The online version of this article (doi:10.1186/1471-2288-14-138) contains supplementary material, which is available to authorized users.
The authors declare that they have no competing interests.
CBB conceived the study, directed the statistical analyses and wrote the article. VES and ECZ conducted the statistical analyses and helped draft the manuscript. HF provided advice on the epidemiology of kidney cancer. AA and RS provided input on bioinformatics. JKM, MEN, WKR, SS, PT, JAK and TKC supervised data collection at individual institutions and helped write the manuscript. AAH and JJH helped conceive the project, organized data collection at MSKCC and helped write the article. All authors read and approved the final manuscript.

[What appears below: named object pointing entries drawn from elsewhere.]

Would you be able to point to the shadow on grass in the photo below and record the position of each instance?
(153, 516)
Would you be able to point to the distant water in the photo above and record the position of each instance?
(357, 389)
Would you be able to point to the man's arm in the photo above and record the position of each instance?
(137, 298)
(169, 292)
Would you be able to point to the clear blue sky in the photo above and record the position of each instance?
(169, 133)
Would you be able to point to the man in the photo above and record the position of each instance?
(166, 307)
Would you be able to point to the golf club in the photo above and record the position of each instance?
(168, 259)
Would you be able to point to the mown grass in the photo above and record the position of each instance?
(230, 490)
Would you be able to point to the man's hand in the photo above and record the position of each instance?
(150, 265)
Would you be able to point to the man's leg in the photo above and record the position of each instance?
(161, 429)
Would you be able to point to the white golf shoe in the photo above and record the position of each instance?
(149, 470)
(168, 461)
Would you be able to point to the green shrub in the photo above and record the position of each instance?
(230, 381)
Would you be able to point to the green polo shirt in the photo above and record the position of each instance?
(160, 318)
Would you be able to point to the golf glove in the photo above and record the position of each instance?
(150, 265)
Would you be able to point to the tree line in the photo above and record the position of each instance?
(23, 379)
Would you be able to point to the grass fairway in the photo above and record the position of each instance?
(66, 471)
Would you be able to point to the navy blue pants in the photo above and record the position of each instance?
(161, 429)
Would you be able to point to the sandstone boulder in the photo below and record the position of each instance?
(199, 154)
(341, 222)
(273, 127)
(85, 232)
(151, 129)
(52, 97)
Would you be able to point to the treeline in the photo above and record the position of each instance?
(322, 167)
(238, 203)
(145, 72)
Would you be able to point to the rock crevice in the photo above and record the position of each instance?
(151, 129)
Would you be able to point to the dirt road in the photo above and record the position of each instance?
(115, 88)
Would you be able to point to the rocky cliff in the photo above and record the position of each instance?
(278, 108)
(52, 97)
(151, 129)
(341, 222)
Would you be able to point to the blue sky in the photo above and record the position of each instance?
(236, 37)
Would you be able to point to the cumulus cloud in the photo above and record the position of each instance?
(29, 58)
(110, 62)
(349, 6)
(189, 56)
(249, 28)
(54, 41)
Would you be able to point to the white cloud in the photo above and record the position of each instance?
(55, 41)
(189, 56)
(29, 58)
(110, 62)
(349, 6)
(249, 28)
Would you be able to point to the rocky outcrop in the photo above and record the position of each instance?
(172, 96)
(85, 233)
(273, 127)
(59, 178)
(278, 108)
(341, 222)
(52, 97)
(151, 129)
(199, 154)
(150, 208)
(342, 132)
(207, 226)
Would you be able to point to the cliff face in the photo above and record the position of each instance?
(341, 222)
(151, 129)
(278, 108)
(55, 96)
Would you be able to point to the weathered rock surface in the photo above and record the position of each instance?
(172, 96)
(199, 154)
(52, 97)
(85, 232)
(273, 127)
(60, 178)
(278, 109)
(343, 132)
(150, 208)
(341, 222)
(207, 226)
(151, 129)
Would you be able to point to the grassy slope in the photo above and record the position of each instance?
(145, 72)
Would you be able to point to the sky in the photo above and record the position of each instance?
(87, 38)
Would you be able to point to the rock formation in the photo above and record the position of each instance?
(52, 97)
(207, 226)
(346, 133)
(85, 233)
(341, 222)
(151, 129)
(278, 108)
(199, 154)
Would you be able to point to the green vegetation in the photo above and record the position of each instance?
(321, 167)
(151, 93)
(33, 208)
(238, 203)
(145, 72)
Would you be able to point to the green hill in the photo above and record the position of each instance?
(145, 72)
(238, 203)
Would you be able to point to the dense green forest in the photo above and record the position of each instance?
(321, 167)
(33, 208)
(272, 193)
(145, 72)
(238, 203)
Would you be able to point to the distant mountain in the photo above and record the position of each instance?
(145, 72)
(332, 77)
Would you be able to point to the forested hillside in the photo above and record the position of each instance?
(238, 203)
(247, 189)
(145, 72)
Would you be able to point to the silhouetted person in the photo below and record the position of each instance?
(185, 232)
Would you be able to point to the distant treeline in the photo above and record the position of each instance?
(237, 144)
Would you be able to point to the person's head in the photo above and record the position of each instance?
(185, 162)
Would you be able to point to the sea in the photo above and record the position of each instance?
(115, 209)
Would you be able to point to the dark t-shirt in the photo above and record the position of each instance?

The etiologic heterogeneity of cancer has traditionally been investigated by comparing risk factor frequencies within candidate sub-types, defined for example by histology or by distinct tumor markers of interest. Increasingly tumors are being profiled for molecular features much more extensively. This greatly expands the opportunities for defining distinct sub-types. In this article we describe an exploratory analysis of the etiologic heterogeneity of clear cell kidney cancer. Data are available on the primary known risk factors for kidney cancer, while the tumors are characterized on a genome-wide basis using expression, methylation, copy number and mutational profiles.
We use a novel clustering strategy to identify sub-types. This is accomplished independently for the expression, methylation and copy number profiles. The goals are to identify tumor sub-types that are etiologically distinct, to identify the risk factors that define specific sub-types, and to endeavor to characterize the key genes that appear to represent the principal features of the distinct sub-types.
The analysis reveals strong evidence that gender represents an important factor that distinguishes disease sub-types. The sub-types defined using expression data and methylation data demonstrate considerable congruence and are also clearly correlated with mutations in important cancer genes. These sub-types are also strongly correlated with survival. The complexity of the data presents many analytical challenges including, prominently, the risk of false discovery.
Genomic profiling of tumors offers the opportunity to identify etiologically distinct sub-types, paving the way for a more refined understanding of cancer etiology.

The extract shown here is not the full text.